Nach den schlüssigen Darlegungen des Berufungsgerichtes verfolgte die Dienstbarkeitsabrede nach den aus den Umständen des konkreten Einzelfalls hervorleuchtenden Verständnis der Vertragspartner und ungeachtet des Wortlautes ("für den Betrieb des Bierdepots") den Zweck, durch Einräumung eines Wegerechtes generell die Erreichbarkeit der rückwärts gelegenen Liegenschaft vom öffentlichen Gut aus sicherzustellen; daß dies nur für den Fall gelten sollte, daß oder solange der Eigentümer dieser Liegenschaft ein Bierdepot betreibe, könne nicht angenommen werden, weil das mit der Servitutsbestellung verbundene Interesse eine Einschränkung auf nur eine Betriebsart am herrschenden Gut nicht zulasse.

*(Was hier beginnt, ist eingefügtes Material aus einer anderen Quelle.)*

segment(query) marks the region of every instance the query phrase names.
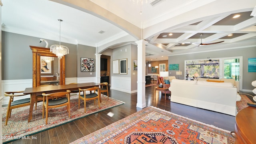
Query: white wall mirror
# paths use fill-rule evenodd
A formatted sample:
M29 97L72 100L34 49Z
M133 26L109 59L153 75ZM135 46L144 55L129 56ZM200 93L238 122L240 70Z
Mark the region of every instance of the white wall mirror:
M127 59L119 60L120 74L127 74Z

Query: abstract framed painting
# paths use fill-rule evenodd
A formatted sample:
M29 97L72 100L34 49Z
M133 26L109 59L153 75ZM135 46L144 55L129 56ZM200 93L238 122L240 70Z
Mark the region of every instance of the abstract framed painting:
M95 69L94 58L81 58L81 71L94 72Z

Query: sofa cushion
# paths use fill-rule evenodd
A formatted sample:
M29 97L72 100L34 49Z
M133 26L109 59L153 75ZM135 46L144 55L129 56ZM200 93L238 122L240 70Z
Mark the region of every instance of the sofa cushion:
M197 80L200 81L206 81L207 80L209 80L209 78L197 78Z
M224 87L233 88L233 84L230 82L208 82L203 81L197 81L198 85L220 86Z
M170 80L164 80L164 83L165 84L170 84Z
M172 80L172 82L196 84L196 80L184 80L173 79Z
M224 82L224 81L222 80L206 80L208 82Z
M170 81L171 81L172 80L174 79L176 79L176 77L175 77L175 76L169 76L168 77L168 80L169 80Z

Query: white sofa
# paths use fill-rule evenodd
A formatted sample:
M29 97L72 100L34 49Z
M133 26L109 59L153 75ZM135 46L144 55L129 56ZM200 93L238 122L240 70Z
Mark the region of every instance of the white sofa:
M239 99L237 97L240 96L230 83L174 79L169 90L171 102L234 116L236 114L236 102L237 98Z

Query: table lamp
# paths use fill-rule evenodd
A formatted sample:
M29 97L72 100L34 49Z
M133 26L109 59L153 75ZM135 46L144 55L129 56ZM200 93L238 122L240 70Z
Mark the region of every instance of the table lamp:
M176 72L176 75L179 75L179 80L180 79L180 75L182 75L182 72L179 71L178 72Z
M164 88L165 88L164 77L169 76L169 72L160 72L159 74L160 74L160 76L164 78Z

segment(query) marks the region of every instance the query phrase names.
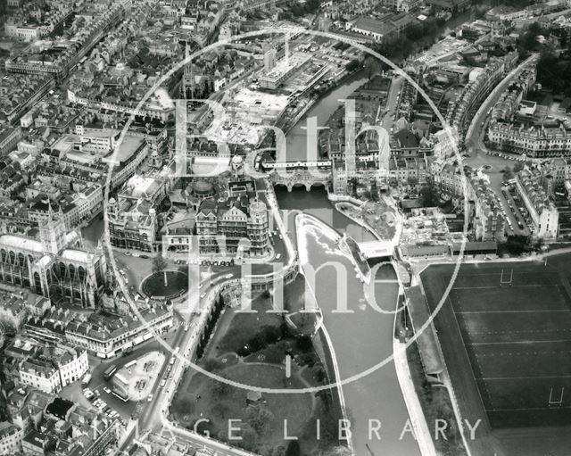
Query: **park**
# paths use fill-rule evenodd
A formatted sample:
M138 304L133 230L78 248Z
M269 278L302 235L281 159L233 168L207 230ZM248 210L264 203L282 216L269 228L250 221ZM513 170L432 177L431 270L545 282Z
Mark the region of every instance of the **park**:
M311 314L296 313L303 305L302 286L302 276L286 286L287 317L268 312L272 305L269 292L253 297L255 313L225 308L198 364L228 383L187 369L172 402L171 413L177 421L226 441L233 432L229 427L239 422L234 435L241 440L233 444L272 456L284 454L289 445L284 435L285 422L287 435L299 437L303 454L319 445L338 444L341 417L330 390L286 394L257 389L299 390L328 383L314 346L319 344L319 337L314 337L317 319ZM315 432L318 419L320 441Z

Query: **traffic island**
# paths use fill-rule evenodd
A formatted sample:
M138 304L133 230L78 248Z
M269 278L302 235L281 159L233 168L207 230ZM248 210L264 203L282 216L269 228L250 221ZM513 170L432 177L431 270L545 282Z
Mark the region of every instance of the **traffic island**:
M149 352L117 370L113 376L113 391L128 401L143 401L151 394L164 364L160 352Z

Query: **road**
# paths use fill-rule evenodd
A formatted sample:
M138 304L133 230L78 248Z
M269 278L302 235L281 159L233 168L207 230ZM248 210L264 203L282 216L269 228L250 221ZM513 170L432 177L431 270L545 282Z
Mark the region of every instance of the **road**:
M465 143L467 147L477 149L480 148L483 151L486 151L484 145L484 135L485 133L484 124L487 120L488 111L492 109L494 104L500 99L501 94L503 94L514 79L521 74L521 72L532 62L535 62L539 58L538 54L530 55L527 59L522 62L515 69L513 69L506 77L498 84L492 93L488 95L485 101L482 104L477 112L472 119L466 133Z
M509 203L501 192L501 182L504 180L501 170L507 166L511 166L513 162L509 160L487 154L487 148L484 144L484 137L485 135L488 111L495 105L500 99L500 96L501 96L501 94L508 89L512 81L518 77L528 65L534 63L538 58L539 54L533 54L528 57L525 61L508 73L501 82L494 87L472 119L465 139L465 144L470 156L465 159L464 164L474 169L477 169L483 165L491 167L491 169L486 170L485 173L490 177L490 185L494 190L494 193L505 211L508 219L511 221L512 229L509 229L509 232L513 232L518 235L527 235L529 234L529 230L525 226L524 226L523 229L518 228L517 221L519 221L520 219L518 219L517 214L514 214L514 212L509 209Z
M398 119L395 119L393 120L393 116L395 115L398 111L401 89L402 87L403 83L404 83L404 78L402 76L394 78L391 81L391 87L386 96L386 106L385 106L385 115L383 116L383 120L381 122L381 125L385 128L386 131L391 131L393 125L396 120L398 120ZM377 119L377 122L378 123L378 119Z

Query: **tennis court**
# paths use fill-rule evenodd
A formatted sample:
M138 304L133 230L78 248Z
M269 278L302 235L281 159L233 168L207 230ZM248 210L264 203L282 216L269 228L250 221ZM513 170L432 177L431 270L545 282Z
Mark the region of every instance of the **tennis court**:
M431 308L451 270L423 273ZM452 383L465 375L459 369L471 369L492 428L571 424L570 291L567 271L549 263L460 268L435 325L443 345L452 345L443 346L447 362L447 352L457 352L448 363Z

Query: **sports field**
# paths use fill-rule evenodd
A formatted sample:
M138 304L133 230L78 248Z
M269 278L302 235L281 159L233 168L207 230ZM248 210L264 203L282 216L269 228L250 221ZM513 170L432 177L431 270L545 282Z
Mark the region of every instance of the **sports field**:
M431 310L452 269L423 272ZM457 394L476 382L492 428L571 424L570 276L560 259L460 268L434 323Z

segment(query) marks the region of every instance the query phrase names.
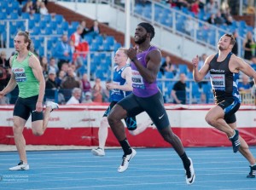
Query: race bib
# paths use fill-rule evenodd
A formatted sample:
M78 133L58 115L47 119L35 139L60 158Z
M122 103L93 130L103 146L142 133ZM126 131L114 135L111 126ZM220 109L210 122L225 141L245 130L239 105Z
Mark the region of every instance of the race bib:
M132 87L137 89L144 89L145 85L143 83L143 78L139 73L139 72L136 70L132 70L131 73L132 73L132 77L131 77Z
M13 68L13 72L15 73L16 82L26 81L26 77L24 68Z
M113 81L113 83L116 85L120 85L120 83L116 81ZM120 93L120 89L112 89L112 94L119 94L119 93Z
M211 74L211 82L214 89L225 89L225 76L224 74Z

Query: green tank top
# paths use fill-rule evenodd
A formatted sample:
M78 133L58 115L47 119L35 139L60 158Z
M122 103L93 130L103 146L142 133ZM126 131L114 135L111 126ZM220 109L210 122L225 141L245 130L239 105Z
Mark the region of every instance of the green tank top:
M29 51L26 58L20 62L17 60L18 54L15 54L12 61L12 72L19 87L20 98L29 98L39 94L39 82L28 66L28 59L32 55L32 53Z

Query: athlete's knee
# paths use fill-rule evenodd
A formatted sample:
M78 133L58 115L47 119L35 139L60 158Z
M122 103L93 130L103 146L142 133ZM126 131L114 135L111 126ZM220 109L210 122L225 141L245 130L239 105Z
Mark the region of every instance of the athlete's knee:
M103 117L102 121L101 121L101 128L108 128L108 118Z
M43 131L43 130L32 130L32 133L36 136L40 136L44 134L44 131Z
M212 126L214 125L214 124L216 122L216 119L214 119L212 117L211 117L209 115L207 115L205 119L206 119L206 122L207 122L207 124Z

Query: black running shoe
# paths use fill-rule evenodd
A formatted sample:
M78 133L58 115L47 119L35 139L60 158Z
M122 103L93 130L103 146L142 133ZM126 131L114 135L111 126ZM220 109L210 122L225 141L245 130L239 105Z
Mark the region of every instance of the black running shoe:
M255 178L256 176L256 165L250 166L251 171L249 175L247 176L247 178Z
M190 160L190 165L189 165L189 168L185 169L186 182L187 182L188 185L191 185L195 181L195 170L194 170L194 167L193 167L192 159L190 158L189 158L189 159Z
M233 152L236 153L241 145L241 142L239 141L239 131L235 130L235 135L233 138L230 138L230 141L232 142L232 146L233 146Z

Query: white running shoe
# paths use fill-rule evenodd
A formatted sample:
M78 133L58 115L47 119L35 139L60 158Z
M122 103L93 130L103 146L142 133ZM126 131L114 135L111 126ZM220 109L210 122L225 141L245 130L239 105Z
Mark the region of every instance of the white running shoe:
M51 107L51 111L54 111L55 109L59 108L59 104L53 102L53 101L46 101L46 107Z
M102 156L105 156L105 152L102 148L101 147L97 147L96 149L92 149L91 150L91 153L93 155L95 156L100 156L100 157L102 157Z
M18 165L15 167L11 167L9 169L9 170L15 171L15 170L28 170L29 165L27 164L24 164L23 161L20 161Z
M189 166L189 170L186 170L186 182L189 185L191 185L195 179L195 170L193 167L193 162L192 159L190 158L189 158L189 159L190 160L190 166Z
M129 162L131 161L131 159L133 157L135 157L136 153L137 153L136 150L131 148L131 154L123 156L122 164L119 167L118 172L124 172L125 170L127 170L127 168L129 166Z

Die geltend gemachte Nichtigkeit oder Mangelhaftigkeit wegen eines Verstoßes gegen § 405 ZPO liegt nicht vor: Die Beklagte hat das Fortbestehen der Dienstbarkeit insbesondere mit dem Argument bestritten, die klagende Partei habe die Nutzung der Liegenschaft als Bierdepot inzwischen aufgegeben. Das Berufungsgericht war mit Rücksicht auf diese Einwendung berechtigt, dem Urteilsspruch über das Feststellungsbegehren ("zeitlich unabhängig vom Betrieb eines Bierdepots") eine klare und deutliche, vom Wortlaut des Begehrens abweichende Fassung zu geben, die sich im wesentlichen mit dem Begehren deckt (RIS-Justiz RS0039357). Auch insoweit wird eine erhebliche Rechtsfrage nicht aufgezeigt.

Die außerordentliche Revision war daher zurückzuweisen.